When popping from a capitalHeap (min heap), we select projects that require the least amount of capital, they fit within our capital constraints (based on the while loop)
After extracting the capital of a project, we simultaneously add the corresponding profit value to our profit heap (max heap) by matching the index of the project that was popped from our capital heap. Thus, the profit heap will contain all profit values of the projects that can be done at that iteration with the available capital.

capital, i = heappop(capitalHeap)
heappush(profitHeap, (-profits[i], i))

The remaining projects that meet the capital requirements will still be inside the min heap, waiting to be popped out at the next iteration.

We only need to choose the project with the highest profit. Using a max heap, we can easily achieve this by popping the top element.

availableCapital += -heappop(profitHeap)[0]

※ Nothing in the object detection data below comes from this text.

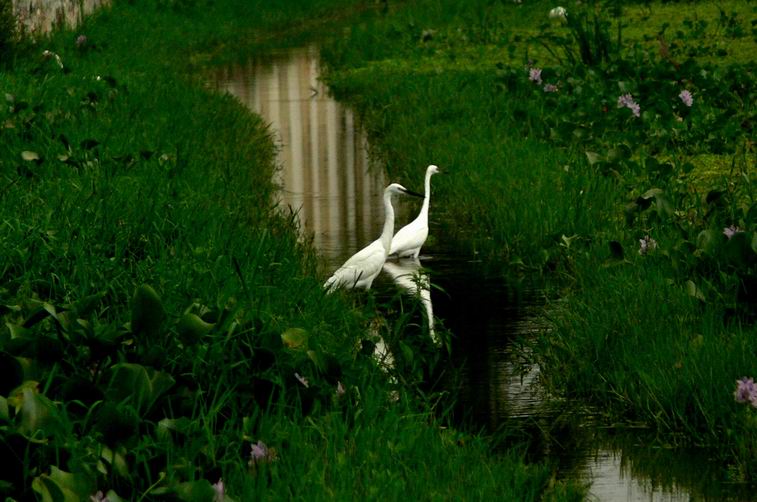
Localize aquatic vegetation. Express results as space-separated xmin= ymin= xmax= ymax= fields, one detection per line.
xmin=324 ymin=2 xmax=757 ymax=486
xmin=733 ymin=377 xmax=757 ymax=408
xmin=0 ymin=0 xmax=582 ymax=501
xmin=618 ymin=94 xmax=641 ymax=117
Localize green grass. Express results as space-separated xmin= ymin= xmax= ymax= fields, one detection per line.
xmin=0 ymin=0 xmax=584 ymax=500
xmin=324 ymin=0 xmax=757 ymax=480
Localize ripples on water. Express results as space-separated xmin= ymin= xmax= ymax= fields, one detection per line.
xmin=209 ymin=47 xmax=742 ymax=501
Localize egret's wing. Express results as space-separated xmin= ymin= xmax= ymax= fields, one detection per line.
xmin=389 ymin=219 xmax=428 ymax=254
xmin=324 ymin=240 xmax=386 ymax=289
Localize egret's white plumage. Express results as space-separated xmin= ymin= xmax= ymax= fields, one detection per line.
xmin=323 ymin=183 xmax=423 ymax=291
xmin=389 ymin=164 xmax=439 ymax=259
xmin=384 ymin=258 xmax=441 ymax=345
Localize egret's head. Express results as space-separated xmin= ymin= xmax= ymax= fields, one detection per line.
xmin=384 ymin=183 xmax=424 ymax=199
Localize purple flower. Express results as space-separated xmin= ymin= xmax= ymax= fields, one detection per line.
xmin=639 ymin=235 xmax=657 ymax=256
xmin=678 ymin=89 xmax=694 ymax=108
xmin=247 ymin=441 xmax=276 ymax=467
xmin=294 ymin=373 xmax=310 ymax=389
xmin=549 ymin=7 xmax=568 ymax=21
xmin=618 ymin=94 xmax=641 ymax=117
xmin=89 ymin=490 xmax=110 ymax=502
xmin=733 ymin=377 xmax=757 ymax=408
xmin=528 ymin=68 xmax=541 ymax=84
xmin=213 ymin=478 xmax=226 ymax=502
xmin=723 ymin=225 xmax=743 ymax=239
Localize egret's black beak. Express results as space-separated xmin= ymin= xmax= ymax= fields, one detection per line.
xmin=405 ymin=188 xmax=425 ymax=199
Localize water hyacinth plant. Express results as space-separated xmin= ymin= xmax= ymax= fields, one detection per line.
xmin=733 ymin=377 xmax=757 ymax=408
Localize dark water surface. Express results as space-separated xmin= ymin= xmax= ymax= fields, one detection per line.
xmin=209 ymin=47 xmax=749 ymax=501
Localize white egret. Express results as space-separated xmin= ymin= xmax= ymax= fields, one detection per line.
xmin=384 ymin=258 xmax=441 ymax=345
xmin=389 ymin=164 xmax=439 ymax=259
xmin=323 ymin=183 xmax=423 ymax=291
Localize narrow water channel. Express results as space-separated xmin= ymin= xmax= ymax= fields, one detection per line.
xmin=209 ymin=47 xmax=744 ymax=501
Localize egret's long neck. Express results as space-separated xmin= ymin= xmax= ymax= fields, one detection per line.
xmin=381 ymin=193 xmax=394 ymax=254
xmin=419 ymin=171 xmax=432 ymax=217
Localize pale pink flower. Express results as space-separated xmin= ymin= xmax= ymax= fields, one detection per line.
xmin=723 ymin=225 xmax=743 ymax=239
xmin=678 ymin=89 xmax=694 ymax=108
xmin=618 ymin=94 xmax=641 ymax=117
xmin=528 ymin=68 xmax=541 ymax=85
xmin=639 ymin=235 xmax=657 ymax=256
xmin=733 ymin=377 xmax=757 ymax=408
xmin=294 ymin=373 xmax=310 ymax=389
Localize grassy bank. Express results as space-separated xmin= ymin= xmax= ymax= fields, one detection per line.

If we cannot add any projects to the profit heap at any point due to a lack of funds, we immediately break the loop.

if not profitHeap:
  break

Code

from heapq import *

class Solution:
    def findMaximizedCapital(self, k: int, w: int, profits: List[int], capital: List[int]) -> int:
        capitalHeap = []
        profitHeap = []

        capitalHeap = [(capital[i],i) for i in range(len(capital))]
        heapify(capitalHeap)

        # Finding 'k' best projects
        availableCapital = w
        for _ in range(k):
            
            while capitalHeap and capitalHeap[0][0] <= availableCapital:
                capital, i = heappop(capitalHeap)
                heappush(profitHeap, (-profits[i], i))

            
            if not profitHeap:
                break

            # Add the profit from project with the maximum profit
            availableCapital += -heappop(profitHeap)[0]

        return availableCapital

Complexities

Time O(NlogN)

Space O(n)

Why not use O(KlogN) since we will only be popping k times from the profit heap?

The reason it is O(NlogN) is due to the cost incurred while switching from the capital heap to the profit heap. We might have to pop and push N times at most.

k = 1
w = 1
profits =[1,1,1,1,1,1,1,1,1]
capital =[1,1,1,1,1,1,1,1,1]

while capitalHeap and capitalHeap[0][0] <= availableCapital:
    capital, i = heappop(capitalHeap) # pop 
    heappush(profitHeap, (-profits[i], i)) # push